In particular, we must face up to our assumption that the normal state of affairs is a never-ending ratchet of just-in-time breakthroughs, perfectly compensating for the threats built up by human short-sightedness and greed. The antibiotic age represents, to paraphrase Eugene Wigner on another subject, “a wonderful gift we neither understand nor deserve”, a gift of a type that science only very rarely affords us. If that age and that gift is to be preserved, we must learn to be good stewards of it, as of the earth itself.

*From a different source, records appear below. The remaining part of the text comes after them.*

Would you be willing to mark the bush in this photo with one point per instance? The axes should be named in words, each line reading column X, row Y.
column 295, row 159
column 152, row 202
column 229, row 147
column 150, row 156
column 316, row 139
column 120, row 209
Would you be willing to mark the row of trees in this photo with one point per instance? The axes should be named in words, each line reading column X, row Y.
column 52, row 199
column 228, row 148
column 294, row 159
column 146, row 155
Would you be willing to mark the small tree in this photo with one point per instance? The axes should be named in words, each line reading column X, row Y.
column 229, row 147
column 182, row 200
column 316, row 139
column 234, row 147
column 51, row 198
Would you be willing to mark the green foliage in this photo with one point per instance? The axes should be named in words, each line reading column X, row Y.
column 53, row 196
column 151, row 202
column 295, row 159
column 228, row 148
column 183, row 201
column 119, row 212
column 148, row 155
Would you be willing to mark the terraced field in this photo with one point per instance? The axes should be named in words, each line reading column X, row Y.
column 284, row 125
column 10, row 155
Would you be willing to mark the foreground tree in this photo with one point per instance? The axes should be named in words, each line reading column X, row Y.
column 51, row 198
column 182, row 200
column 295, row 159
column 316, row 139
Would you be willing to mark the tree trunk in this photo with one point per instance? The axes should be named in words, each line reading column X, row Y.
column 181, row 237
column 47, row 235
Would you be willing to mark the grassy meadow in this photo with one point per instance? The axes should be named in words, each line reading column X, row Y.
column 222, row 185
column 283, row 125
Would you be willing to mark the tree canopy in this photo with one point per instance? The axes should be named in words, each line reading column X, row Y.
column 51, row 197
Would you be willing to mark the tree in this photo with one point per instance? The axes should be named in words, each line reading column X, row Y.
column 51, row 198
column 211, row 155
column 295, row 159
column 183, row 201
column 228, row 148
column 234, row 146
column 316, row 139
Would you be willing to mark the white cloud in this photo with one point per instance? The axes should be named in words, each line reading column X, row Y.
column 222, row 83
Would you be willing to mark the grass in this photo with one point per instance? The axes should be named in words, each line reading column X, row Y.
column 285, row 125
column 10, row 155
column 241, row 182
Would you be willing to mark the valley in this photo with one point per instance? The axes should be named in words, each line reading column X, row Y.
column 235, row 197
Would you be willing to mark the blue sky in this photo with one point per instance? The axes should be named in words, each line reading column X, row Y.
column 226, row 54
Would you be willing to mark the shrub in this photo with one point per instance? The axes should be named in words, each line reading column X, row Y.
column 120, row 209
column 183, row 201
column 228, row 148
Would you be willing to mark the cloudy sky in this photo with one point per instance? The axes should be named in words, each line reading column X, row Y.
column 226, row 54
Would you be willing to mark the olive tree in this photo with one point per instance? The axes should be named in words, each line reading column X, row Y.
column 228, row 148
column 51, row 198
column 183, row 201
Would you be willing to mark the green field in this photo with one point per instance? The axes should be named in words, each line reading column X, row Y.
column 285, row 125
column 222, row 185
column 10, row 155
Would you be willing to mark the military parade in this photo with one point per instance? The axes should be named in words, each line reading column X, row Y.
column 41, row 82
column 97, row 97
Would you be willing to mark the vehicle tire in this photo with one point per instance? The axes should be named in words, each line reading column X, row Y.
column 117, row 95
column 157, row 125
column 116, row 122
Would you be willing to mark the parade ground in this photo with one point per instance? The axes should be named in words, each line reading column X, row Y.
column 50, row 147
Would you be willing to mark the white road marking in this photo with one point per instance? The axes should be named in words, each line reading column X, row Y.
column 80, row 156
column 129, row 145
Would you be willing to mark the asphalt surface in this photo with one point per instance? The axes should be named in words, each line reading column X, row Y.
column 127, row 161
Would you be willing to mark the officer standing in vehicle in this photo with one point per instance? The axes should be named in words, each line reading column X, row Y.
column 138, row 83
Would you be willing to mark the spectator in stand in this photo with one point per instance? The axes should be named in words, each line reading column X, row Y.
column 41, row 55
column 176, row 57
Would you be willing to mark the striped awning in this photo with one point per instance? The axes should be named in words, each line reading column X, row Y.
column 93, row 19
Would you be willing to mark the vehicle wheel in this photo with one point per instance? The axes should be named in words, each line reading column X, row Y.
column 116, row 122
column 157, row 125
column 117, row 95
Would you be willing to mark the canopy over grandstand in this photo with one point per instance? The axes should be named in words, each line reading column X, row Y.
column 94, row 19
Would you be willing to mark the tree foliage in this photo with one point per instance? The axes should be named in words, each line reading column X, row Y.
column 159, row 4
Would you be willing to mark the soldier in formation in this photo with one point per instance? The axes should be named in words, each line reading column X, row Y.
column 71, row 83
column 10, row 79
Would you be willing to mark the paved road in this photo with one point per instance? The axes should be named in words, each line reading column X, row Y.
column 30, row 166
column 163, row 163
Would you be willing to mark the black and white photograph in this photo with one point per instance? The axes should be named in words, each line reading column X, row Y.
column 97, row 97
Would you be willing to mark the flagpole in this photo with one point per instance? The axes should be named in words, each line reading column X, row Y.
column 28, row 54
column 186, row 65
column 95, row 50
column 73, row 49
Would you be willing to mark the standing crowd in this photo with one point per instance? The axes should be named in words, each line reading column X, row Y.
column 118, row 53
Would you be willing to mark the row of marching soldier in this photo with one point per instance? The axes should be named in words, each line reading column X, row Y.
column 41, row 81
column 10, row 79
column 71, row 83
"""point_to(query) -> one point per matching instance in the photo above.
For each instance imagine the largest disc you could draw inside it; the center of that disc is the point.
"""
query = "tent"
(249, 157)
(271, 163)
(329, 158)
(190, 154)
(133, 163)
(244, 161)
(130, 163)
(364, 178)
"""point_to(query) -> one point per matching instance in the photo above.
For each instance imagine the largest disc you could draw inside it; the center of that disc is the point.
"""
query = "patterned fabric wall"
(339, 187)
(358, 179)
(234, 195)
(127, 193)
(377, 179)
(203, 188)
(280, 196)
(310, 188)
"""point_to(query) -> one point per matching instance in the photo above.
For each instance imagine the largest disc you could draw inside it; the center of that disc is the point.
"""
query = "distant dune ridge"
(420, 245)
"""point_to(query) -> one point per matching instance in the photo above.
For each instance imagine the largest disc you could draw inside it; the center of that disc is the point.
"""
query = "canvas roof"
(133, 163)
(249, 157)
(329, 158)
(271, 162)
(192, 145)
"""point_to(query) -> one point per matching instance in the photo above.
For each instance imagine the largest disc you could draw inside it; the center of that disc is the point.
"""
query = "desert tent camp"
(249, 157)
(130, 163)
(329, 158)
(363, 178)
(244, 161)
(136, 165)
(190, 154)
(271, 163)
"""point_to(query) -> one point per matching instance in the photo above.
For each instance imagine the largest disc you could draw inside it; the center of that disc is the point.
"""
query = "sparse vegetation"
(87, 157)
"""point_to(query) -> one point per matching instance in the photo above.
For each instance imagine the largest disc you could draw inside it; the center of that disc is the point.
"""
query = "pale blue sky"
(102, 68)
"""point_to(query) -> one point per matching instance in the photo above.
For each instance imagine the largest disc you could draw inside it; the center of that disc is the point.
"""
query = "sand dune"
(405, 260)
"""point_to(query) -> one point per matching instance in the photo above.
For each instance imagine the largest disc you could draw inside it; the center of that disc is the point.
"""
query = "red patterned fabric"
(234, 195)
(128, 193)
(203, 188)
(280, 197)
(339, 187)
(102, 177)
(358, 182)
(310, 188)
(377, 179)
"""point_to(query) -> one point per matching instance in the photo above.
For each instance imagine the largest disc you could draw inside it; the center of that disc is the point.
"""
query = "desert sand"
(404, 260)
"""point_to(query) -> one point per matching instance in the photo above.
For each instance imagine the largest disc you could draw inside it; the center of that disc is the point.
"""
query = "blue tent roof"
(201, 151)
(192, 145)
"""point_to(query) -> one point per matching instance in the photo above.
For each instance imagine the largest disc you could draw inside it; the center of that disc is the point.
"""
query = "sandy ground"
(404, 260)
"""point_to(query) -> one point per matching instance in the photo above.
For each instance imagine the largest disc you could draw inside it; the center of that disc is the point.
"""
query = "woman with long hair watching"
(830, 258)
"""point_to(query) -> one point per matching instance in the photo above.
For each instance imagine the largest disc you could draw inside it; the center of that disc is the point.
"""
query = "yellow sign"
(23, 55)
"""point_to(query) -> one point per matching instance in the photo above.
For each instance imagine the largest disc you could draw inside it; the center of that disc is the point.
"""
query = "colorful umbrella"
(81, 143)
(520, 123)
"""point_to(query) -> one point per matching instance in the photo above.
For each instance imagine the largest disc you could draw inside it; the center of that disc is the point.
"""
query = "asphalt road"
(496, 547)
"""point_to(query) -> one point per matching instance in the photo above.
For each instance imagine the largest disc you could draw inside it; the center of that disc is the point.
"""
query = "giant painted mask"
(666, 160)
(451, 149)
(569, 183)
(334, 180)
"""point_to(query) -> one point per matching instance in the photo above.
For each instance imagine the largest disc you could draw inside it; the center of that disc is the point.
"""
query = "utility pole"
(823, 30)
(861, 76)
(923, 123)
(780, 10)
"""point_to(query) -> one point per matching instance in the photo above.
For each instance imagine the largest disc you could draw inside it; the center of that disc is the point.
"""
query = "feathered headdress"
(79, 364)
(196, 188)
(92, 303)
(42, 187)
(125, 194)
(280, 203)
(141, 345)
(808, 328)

The human race survived without antibiotics for most of its history–but life was often nasty, brutish, and short. What will life be like in a future world of ten or fifteen billion human beings, closely packed in cities, linked by lightning-fast transport, and all jockeying for the necessities of decent life, if and when the lucky discoveries peter out? How far will we manage to keep walking, however laboriously, in Fleming’s footsteps?